Aracruz bate recorde e anuncia expansão

13/01/2006

      A desvalorização do dólar em relação ao real no ano passado não impediu que a Aracruz Celulose, que exporta 98% de sua produção, batesse mais um recorde no lucro líquido, embora tenha atrapalhado a empresa a repetir um crescimento de dois dígitos como o apurado em 2004. No ano passado, a fabricante de celulose de eucalipto, líder mundial nesse segmento, obteve um lucro líquido de R$ 1,16 bilhão, 9% superior em comparação com os R$ 1,06 bilhão de 2004, que, por sua vez, foi recorde também e 23% maior ante os R$ 870 milhões do ano anterior. O dólar também não impediu que outros recordes (produção e vendas) em 2005 e o planejamento da companhia de investir US$ 200 milhões entre este ano e 2007 para ampliar em 200 mil toneladas a capacidade de produção, para 2,3 milhões de toneladas, de sua Unidade Barra do Riacho, no Espírito Santo.

      O diretor financeiro da companhia, Isac Zagury, disse que o investimento será aplicado na modernização das fábricas A, B e C do complexo Barra do Riacho, cujo processo começa já no primeiro semestre deste ano e deverá ser concluído em 18 meses. A previsão é gerar 1,88 mil empregos durante sua execução e de 200 postos de trabalho diretos após o início das operações. Com essa expansão, a Aracruz passará a ter uma capacidade produtiva de cerca de 3,2 milhões de toneladas, números que já foram ampliados no ano passado com a entrada em funcionamento da Veracel, joint venture da empresa sueco-finlandesa Stora Enso, que neste ano deve render somente à companhia brasileira 470 mil toneladas de celulose.
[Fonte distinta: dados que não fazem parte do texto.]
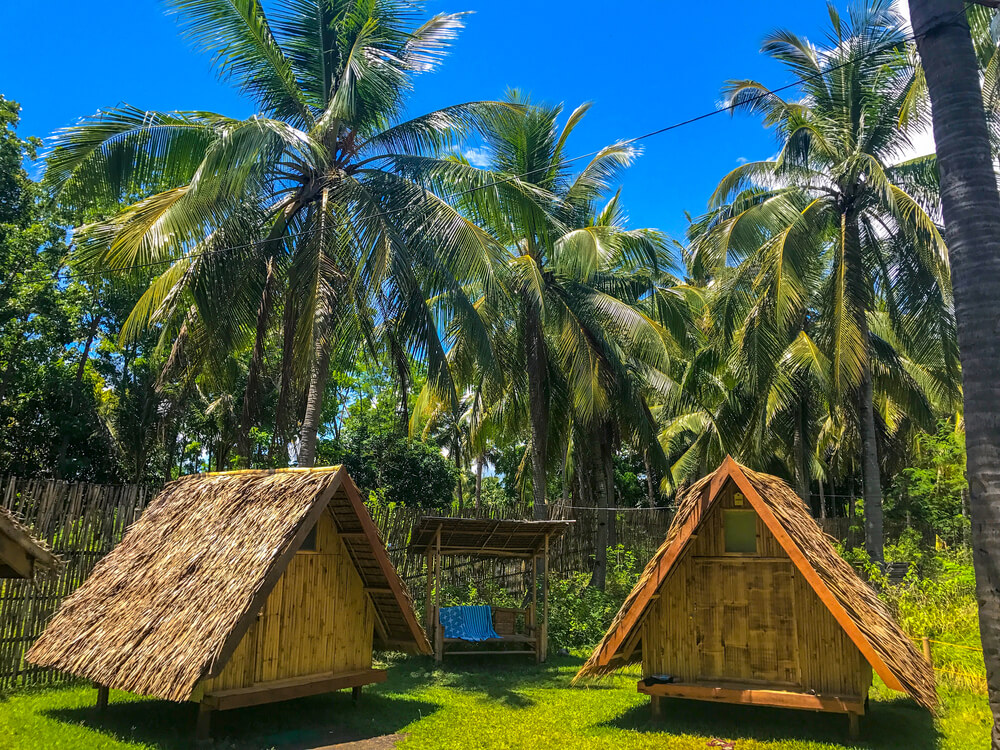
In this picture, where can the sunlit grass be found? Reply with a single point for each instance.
(489, 704)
      A cotação da moeda norte-americana também não intimida a Aracruz em relação os planos de aumento nas vendas para 3 milhões de toneladas este ano ante 2,6 milhões de toneladas de 2005, que já foi um recorde, com alta de 6% sobre 2004. Zagury prevê que continuará a boa demanda internacional, causada, sobretudo, pelo apetite norte-americano e asiático, pelo fechamento de fábricas de alto custo no Hemisfério Norte e pela baixa oferta de celulose, já que os projetos de expansão previstos para o setor não devem ficar prontos em 2006.

      Em 2005, a produção recorde da Aracruz foi de 2,8 milhões de toneladas, alta de 12% em comparação com 2004. O dólar desvalorizado, entretando, diminuiu em 5% a receita líquida da companhia, para R$ 3,25 bilhões na comparação dos mesmos períodos.